Cuando mi hijo tiene fiebre y quiere mimos, si no está muy grave, me encanta estar con él, abrazarle, achucharle, darle besos y quedarme horas acurrucada con él en brazos.
Yo sé que si me voy estará muy bien, y en cuanto el apiretal hace efecto, mucho mejor, le da el subidón y se pone a jugar como siempre, pero me cuesta renunciar a esos momentos en los que te llama diciendo, mamá, un mamá que quiere decir, abrázame, mímame, quiéreme, achúchame, esos momentos, a pesar de estar malito, me encantan.
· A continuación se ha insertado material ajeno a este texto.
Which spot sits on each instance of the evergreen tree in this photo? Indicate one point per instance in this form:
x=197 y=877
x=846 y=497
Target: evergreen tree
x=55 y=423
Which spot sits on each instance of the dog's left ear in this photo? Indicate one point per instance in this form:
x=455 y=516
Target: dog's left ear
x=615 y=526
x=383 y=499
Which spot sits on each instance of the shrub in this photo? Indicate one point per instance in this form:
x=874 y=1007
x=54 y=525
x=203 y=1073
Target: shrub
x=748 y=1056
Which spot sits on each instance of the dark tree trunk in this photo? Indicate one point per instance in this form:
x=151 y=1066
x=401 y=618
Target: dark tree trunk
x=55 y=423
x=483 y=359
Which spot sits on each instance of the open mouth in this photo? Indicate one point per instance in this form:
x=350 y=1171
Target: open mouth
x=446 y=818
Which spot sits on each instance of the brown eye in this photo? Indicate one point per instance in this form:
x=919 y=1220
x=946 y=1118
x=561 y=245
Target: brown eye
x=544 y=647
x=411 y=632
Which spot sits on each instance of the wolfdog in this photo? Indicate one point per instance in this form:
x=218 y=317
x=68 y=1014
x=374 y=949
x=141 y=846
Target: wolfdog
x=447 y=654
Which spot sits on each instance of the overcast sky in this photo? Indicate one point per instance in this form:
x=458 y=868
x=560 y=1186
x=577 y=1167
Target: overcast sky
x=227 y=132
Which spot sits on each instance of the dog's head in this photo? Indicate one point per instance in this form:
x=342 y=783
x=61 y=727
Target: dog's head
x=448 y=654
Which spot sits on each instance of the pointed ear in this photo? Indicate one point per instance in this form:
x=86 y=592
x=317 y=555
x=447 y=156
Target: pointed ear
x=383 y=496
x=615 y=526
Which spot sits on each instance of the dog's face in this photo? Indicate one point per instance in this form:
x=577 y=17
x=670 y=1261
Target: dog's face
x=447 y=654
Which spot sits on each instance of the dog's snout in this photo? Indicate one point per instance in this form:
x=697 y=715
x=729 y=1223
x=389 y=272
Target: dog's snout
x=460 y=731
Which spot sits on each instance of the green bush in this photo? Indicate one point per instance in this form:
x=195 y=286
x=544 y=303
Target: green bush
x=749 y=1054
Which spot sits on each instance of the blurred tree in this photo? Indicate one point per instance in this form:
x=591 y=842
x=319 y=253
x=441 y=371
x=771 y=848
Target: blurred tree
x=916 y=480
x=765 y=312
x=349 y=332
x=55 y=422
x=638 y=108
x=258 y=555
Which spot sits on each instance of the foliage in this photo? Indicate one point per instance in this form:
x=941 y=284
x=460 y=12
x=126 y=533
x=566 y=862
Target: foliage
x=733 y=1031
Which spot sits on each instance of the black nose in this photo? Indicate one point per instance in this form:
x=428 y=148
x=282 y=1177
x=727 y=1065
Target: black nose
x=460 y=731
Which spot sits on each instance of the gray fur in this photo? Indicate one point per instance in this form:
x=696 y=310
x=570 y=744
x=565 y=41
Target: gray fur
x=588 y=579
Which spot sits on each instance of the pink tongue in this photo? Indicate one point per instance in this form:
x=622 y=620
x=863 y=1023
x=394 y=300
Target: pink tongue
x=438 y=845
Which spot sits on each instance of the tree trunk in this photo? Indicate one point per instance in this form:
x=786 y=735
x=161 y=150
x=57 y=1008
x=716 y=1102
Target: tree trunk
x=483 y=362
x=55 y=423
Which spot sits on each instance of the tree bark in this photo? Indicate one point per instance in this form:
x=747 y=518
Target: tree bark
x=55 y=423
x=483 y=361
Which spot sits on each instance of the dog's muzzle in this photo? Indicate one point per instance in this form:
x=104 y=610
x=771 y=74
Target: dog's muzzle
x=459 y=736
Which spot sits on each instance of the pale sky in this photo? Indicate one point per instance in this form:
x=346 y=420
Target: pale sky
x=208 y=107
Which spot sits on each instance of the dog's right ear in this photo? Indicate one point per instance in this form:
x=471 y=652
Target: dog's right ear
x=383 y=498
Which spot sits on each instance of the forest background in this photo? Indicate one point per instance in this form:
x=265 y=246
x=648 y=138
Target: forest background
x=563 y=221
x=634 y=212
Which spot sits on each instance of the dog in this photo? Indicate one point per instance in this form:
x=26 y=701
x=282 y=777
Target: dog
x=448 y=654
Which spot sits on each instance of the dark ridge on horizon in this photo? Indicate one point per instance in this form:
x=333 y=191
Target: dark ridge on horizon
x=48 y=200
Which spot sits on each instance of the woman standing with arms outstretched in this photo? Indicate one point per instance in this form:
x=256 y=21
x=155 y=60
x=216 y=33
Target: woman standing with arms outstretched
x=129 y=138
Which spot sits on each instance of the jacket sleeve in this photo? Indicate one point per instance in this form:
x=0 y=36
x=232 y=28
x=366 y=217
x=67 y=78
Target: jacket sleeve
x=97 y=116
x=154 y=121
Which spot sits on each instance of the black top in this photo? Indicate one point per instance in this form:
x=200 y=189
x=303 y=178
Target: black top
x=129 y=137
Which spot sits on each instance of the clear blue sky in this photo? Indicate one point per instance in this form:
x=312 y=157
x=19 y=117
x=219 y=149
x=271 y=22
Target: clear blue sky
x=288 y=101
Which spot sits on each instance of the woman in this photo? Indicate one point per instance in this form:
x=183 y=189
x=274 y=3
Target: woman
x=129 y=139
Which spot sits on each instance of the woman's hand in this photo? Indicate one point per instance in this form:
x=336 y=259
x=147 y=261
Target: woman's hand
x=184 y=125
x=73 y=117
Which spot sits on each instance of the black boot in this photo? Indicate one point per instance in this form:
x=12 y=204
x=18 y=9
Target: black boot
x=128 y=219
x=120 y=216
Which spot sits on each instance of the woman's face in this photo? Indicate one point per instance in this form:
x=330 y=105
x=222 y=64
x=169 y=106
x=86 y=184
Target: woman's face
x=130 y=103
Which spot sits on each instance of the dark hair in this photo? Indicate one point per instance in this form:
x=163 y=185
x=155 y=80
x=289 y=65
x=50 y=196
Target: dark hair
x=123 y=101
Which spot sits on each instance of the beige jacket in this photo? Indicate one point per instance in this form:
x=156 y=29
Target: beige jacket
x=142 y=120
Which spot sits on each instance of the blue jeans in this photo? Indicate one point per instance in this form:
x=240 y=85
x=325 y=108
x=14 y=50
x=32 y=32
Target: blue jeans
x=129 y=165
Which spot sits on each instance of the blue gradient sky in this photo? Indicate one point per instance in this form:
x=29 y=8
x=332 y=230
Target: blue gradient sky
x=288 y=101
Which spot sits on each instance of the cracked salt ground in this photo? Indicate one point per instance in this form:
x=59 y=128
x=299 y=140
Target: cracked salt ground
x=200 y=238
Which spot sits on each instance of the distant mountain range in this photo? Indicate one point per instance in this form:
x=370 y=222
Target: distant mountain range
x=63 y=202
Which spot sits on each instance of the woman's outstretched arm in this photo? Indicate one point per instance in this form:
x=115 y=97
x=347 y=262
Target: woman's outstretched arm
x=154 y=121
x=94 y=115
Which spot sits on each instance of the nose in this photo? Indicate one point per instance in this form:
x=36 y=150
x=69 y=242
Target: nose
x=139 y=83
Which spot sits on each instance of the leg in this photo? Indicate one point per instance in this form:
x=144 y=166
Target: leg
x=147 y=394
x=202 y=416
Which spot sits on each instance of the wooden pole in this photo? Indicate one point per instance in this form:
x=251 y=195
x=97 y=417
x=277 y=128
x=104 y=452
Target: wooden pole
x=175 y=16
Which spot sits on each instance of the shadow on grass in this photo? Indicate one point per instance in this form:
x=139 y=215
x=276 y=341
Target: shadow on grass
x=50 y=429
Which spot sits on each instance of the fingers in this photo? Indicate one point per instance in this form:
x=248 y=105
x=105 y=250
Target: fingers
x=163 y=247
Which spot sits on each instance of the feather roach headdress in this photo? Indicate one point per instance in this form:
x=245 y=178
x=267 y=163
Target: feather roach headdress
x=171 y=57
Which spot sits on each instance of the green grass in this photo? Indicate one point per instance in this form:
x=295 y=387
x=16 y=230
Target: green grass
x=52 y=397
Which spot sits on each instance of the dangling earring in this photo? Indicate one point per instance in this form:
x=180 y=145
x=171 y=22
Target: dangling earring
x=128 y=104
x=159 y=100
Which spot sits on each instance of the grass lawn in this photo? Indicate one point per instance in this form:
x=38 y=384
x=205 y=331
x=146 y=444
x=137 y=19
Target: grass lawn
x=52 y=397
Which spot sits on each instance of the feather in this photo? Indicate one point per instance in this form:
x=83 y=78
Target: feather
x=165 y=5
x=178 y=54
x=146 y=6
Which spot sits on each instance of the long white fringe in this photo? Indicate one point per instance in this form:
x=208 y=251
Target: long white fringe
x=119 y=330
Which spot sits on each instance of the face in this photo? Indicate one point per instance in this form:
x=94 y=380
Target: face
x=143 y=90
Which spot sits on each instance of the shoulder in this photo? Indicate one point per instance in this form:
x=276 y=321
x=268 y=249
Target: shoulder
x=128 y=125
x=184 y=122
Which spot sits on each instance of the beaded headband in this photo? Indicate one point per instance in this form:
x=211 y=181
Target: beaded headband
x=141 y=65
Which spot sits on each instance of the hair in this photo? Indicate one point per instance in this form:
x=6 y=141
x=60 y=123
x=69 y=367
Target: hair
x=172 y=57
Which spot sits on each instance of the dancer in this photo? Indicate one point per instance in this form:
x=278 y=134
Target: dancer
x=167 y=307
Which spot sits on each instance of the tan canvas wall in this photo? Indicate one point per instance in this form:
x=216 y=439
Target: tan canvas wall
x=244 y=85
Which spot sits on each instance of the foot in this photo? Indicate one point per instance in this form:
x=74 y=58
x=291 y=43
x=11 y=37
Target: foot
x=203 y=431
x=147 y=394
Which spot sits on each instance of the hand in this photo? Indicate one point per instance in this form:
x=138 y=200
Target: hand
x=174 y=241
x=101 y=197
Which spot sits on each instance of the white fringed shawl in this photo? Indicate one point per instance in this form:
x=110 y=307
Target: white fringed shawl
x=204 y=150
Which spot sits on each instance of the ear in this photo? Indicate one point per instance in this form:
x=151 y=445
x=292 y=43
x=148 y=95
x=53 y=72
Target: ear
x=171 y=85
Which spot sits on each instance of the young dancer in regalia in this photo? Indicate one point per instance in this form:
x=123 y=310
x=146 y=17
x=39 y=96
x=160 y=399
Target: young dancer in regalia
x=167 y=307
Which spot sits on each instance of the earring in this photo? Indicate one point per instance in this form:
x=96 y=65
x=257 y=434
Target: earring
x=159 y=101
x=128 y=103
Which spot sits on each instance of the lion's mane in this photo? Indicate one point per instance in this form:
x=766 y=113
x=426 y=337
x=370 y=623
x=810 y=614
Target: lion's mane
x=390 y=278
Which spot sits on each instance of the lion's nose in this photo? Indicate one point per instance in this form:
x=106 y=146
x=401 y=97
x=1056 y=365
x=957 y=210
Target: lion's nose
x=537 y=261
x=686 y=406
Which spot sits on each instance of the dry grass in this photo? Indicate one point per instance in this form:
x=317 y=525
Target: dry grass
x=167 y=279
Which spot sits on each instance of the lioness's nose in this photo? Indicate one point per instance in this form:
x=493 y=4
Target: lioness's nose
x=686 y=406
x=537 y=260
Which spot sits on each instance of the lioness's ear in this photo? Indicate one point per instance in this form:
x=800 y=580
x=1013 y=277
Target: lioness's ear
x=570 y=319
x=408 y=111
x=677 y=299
Cuando mi hijo tiene fiebre me cuesta concentrarme en el trabajo, estoy contando los minutos para salir corriendo y poder ir a casa, donde mi pequeño me necesita, o quizá no, pero esa es la sensación que tengo. Y a veces llegas a casa corriendo, después de haber estado todo el día sufriendo, imaginando cómo estará, pensando si le habrá subido la fiebre o no, y al abrir la puerta, ahí está, feliz como una perdiz, bailando su canción favorita.
Cuando mi hijo tiene fiebre, muchas cosas dejan de tener tanta importancia, y no es que no la tengan, es que en ese momento sólo te preocupa una cosa. Porque ser madre, es mucho más.